Apart from the above error, If I am generating my own shape file, do I need a url parse in the notebook? Would you mind sharing your workflow file so that I can compare and understand better?

Best, Vincent

acrown-msft commented 3 months ago

It looks like you're trying to get GeoPandas to read the remote file. You can download the relevant files to the local machine.

import requests

# URLs for all necessary Shapefile components
base_url = "http://10.42.0.1:8000/testfarmvibe/micro_help/"
files = ["output.shp", "output.shx", "output.dbf"]
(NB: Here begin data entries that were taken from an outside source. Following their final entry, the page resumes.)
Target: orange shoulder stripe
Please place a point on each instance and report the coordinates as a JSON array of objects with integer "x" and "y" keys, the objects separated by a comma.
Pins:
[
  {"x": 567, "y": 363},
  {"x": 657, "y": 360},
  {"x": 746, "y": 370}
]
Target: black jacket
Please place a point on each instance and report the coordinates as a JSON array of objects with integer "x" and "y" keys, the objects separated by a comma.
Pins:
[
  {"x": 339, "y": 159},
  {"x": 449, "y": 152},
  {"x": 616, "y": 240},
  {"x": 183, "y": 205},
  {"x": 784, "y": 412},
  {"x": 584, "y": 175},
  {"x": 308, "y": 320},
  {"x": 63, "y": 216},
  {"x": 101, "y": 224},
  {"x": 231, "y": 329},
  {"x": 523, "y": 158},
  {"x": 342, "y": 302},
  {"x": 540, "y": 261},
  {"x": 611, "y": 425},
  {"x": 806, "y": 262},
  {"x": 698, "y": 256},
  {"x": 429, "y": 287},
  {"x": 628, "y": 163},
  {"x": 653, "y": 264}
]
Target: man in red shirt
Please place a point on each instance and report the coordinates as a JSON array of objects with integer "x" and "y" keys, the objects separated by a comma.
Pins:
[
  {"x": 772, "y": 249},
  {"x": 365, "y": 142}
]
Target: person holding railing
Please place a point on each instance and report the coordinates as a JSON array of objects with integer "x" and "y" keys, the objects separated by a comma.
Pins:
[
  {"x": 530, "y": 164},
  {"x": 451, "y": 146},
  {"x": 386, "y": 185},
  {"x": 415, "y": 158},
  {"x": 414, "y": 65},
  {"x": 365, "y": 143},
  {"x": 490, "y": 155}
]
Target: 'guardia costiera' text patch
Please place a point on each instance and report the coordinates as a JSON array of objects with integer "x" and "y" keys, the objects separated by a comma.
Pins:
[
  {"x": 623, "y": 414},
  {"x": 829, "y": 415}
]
# Download and save each file locally
for file in files:
    response = requests.get(base_url + file)
    with open(file, "wb") as f:
        f.write(response.content)

# Run rest of the notebook 
data_frame = gpd.read_file("output.shp").to_crs("EPSG:4326")
...
Zihonglee commented 3 months ago

After making gpd to read the output.shp locally, I am getting the following issue.

Could not find raster asset in asset list: {self.assets}

I just realized that, I need a url hash as an input to the workflow. Below is the updated of my workflow

from datetime import datetime
from fiona.crs import to_string
import geopandas as gpd
import requests
from shapely import geometry as shpg

from vibe_core.client import get_default_vibe_client
from vibe_core.data import ExternalReferenceList

client = get_default_vibe_client()
base_url = "http://10.24.102.66:8000/testfarmvibe/micro_help/"
files = ["output.shp", "output.shx", "output.dbf"]
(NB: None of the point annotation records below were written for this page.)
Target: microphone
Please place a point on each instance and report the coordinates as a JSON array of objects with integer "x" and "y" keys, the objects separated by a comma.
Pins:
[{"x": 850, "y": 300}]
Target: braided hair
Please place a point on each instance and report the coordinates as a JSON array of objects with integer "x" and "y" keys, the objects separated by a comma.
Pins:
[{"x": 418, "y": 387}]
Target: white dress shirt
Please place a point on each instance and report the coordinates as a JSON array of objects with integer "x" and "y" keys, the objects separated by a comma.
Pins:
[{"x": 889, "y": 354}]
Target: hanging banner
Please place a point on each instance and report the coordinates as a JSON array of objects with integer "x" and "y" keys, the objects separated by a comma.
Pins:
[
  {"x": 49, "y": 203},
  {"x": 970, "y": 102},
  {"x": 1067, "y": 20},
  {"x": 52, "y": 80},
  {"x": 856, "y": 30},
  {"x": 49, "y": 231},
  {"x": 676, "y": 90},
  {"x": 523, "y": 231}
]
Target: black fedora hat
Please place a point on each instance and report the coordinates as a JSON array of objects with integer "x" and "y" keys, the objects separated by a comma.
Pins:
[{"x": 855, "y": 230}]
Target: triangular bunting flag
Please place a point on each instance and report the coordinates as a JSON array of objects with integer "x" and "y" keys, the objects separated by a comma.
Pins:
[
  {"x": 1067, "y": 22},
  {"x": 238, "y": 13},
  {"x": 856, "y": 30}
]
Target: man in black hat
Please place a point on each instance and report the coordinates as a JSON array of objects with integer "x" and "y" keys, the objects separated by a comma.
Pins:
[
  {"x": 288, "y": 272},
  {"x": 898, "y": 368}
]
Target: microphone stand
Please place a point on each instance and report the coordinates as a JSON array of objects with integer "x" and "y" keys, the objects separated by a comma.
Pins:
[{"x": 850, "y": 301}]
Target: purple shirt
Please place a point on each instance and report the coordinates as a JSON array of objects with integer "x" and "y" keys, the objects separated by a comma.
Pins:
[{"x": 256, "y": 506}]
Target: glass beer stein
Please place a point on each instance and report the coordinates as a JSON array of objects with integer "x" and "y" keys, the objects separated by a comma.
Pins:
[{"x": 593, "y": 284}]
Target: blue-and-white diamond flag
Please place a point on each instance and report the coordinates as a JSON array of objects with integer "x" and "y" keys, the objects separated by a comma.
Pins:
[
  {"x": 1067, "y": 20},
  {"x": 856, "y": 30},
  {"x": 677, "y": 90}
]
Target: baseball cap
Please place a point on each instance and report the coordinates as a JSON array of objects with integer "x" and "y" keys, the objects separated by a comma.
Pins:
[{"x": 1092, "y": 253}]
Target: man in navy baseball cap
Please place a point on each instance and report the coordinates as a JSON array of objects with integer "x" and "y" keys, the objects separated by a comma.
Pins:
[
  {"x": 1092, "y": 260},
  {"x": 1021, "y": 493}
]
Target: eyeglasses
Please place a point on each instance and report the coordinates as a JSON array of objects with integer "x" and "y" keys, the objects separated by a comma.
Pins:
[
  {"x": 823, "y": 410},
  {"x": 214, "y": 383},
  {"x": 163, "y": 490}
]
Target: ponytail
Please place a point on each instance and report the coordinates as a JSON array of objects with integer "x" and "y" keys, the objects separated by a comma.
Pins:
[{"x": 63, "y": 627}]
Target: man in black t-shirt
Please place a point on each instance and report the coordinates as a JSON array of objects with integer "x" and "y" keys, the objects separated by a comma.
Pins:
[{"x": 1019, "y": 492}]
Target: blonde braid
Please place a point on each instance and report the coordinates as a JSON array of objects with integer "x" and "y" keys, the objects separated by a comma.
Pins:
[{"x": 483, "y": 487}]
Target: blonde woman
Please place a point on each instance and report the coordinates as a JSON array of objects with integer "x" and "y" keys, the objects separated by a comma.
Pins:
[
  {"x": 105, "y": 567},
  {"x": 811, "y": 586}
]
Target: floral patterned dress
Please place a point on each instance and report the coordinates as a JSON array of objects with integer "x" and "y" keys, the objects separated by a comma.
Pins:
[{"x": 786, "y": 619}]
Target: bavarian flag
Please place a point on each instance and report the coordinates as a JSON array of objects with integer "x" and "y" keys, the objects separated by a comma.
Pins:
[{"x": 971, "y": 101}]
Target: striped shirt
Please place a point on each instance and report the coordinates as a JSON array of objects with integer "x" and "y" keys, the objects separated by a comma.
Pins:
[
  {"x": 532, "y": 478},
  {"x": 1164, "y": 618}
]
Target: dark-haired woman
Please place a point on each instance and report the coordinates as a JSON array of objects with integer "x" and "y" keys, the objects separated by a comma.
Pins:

# Download and save each file locally                                                                                                                                                         
for file in files:
    response = requests.get(base_url + file)
    with open(file, "wb") as f:
        f.write(response.content)

now = datetime.now()                                                                                                                               
data_frame = gpd.read_file("output.shp")
data_frame.crs = "epsg:4326"
data_frame.to_crs(epsg=4326)
assert data_frame is not None
geometry = shpg.mapping(data_frame.geometry.iloc[0])
url_hash = str(hash(base_url + files[0]))
inputs = ExternalReferenceList(id=url_hash, time_range=(now, now), geometry=geometry, assets=[], urls=[base_url + files[0]])
params = {"bands": [], "alpha_index": -1, "simplify": "none"}
try:
    run = client.run(workflow='farm_ai/agriculture/weed_detection', name="weed_detection_example", input_data=inputs, parameters=params)
    run.monitor()
except Exception as e:
    print(e)
output = run.output
dv = output['result'][0]
asset = dv.assets[0]
archive_path = asset.path_or_url
acrown-msft commented 3 months ago

The urls member of the ExternalReferenceList should contain the location of the raster. In your code, this parameter should be something more like urls=[base_url + "img.tif"].